When you apply for a federal job, like the one in the VA, you will find that there are more rules and regulations governing the recruitment process.
But there are no rules against relationship building at VA while you are looking for a job. These connections can be especially useful if you qualify for a Special Hiring Authority or if you are a healthcare professional who can be hired outside of the traditional competitive hiring process.
So how do you go about expanding your career network?
If possible, try to establish a connection in person. It is difficult to reproduce this dynamic on a virtual platform.
Consider joining a professional association – especially ones that might include VA employees – or volunteer at a VA medical center or National Cemetery Administration (NCA) cemetery.
LinkedIn is also a great place to connect with professionals in your industry. Many recruiters in the private sector, and some in the federal sector, post jobs on LinkedIn and use it to find talented people with the skills they are looking for.
Learn to know you
Once you’ve found someone to connect with, make sure you approach them correctly. Be yourself, be respectful, and be clear about what you’re looking for without weighing the person down.
For example, you can introduce yourself to a hiring manager or human resources professional who works in a VA medical center. Ask if they have time for a quick chat.
If so, quickly describe your professional references and interests, as well as your goal of being viewed in a non-competitive or competitive manner for current or future employment opportunities. You can also ask them if it’s okay to email them a resume and supporting documents to consider for future positions, but don’t push or sound pushy.

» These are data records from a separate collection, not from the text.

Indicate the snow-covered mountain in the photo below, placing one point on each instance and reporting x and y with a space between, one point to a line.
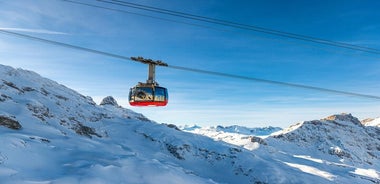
371 122
52 134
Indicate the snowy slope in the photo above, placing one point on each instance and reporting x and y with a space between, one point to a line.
236 135
52 134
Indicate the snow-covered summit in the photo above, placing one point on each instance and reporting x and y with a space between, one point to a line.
52 134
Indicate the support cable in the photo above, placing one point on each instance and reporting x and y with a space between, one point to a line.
160 63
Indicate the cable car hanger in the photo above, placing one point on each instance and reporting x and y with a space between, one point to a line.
149 93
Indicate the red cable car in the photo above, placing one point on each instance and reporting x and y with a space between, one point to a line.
149 93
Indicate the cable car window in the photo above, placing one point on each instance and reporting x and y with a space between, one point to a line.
160 94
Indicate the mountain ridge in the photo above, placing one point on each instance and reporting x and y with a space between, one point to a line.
68 138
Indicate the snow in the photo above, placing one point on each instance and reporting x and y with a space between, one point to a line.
313 171
367 172
66 138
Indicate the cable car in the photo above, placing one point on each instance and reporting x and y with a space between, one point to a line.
149 93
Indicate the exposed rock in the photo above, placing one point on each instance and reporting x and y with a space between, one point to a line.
9 123
343 117
85 130
109 100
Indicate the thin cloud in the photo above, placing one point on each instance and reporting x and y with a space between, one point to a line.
42 31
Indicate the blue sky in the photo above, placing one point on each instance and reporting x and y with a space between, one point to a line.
198 98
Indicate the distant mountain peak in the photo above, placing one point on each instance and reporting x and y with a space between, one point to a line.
109 100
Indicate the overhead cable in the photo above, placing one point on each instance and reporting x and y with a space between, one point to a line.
192 69
243 26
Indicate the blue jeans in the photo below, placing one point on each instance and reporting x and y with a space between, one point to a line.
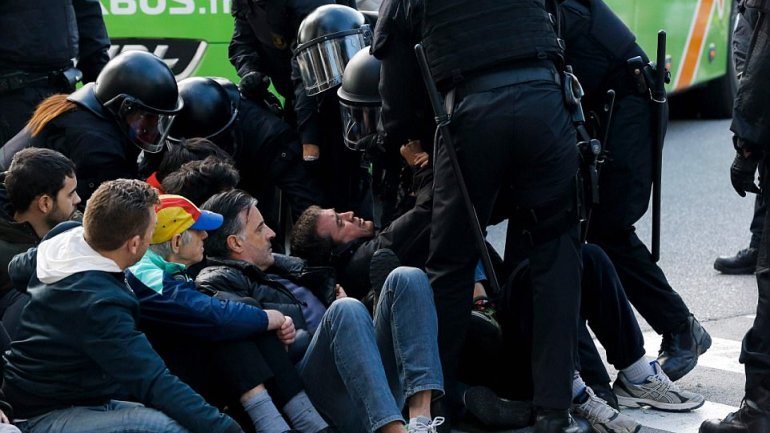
351 360
114 417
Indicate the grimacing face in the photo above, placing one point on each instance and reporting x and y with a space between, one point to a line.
256 239
343 227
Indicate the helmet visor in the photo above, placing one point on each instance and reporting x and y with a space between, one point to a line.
358 121
322 61
146 129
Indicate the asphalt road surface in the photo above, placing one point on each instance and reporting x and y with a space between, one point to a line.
702 217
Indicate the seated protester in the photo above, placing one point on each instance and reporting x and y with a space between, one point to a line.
180 152
40 192
219 348
349 243
350 360
199 180
90 338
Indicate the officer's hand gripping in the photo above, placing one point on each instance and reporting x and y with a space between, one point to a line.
742 173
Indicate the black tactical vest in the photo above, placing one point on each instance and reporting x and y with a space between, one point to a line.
598 45
462 38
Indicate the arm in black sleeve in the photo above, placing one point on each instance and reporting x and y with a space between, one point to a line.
401 86
243 49
93 39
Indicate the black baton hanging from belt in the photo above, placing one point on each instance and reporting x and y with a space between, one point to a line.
442 122
658 94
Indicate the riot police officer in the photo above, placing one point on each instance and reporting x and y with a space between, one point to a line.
38 41
599 47
327 39
498 66
104 126
261 47
751 126
265 149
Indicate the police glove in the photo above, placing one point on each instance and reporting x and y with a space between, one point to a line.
742 173
254 86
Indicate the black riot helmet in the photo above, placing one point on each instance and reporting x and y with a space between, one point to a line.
209 110
359 96
327 38
139 90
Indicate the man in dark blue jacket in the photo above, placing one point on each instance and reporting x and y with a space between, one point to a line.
78 348
224 350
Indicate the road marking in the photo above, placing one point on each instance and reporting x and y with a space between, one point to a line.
722 355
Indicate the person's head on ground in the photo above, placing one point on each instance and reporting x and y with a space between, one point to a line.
181 229
185 150
41 185
119 220
318 232
244 234
199 180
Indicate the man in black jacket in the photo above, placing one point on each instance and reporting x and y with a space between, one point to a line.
91 338
41 192
350 360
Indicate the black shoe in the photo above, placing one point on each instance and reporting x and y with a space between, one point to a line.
604 391
680 348
383 262
495 412
560 421
748 419
744 262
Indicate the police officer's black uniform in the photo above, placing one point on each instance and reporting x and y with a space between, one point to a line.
263 39
751 125
38 40
510 128
598 47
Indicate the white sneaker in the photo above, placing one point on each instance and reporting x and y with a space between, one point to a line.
657 391
603 417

“If the contact responds with apprehension or doesn’t know how to help you, I recommend moving the conversation to his perspective on working at VA and if he can offer advice based on his personal experiences,” said Marfield.
“The key here is to be emotionally intelligent and recognize if you are being too arrogant or taking too long,” he added.
You can also exchange business cards. Consider including your key credentials and the positions you are looking for on the back of your card.
You can follow up with your contact a few weeks later, but don’t be too pushy.
“There’s no magic number here, but a good rule of thumb is to follow up with contacts at least twice,” Marfield said.
Working at VA
There is nothing wrong with increasing your career network at VA. Even if you’re not actively looking for a new job right now, making connections can only help your career.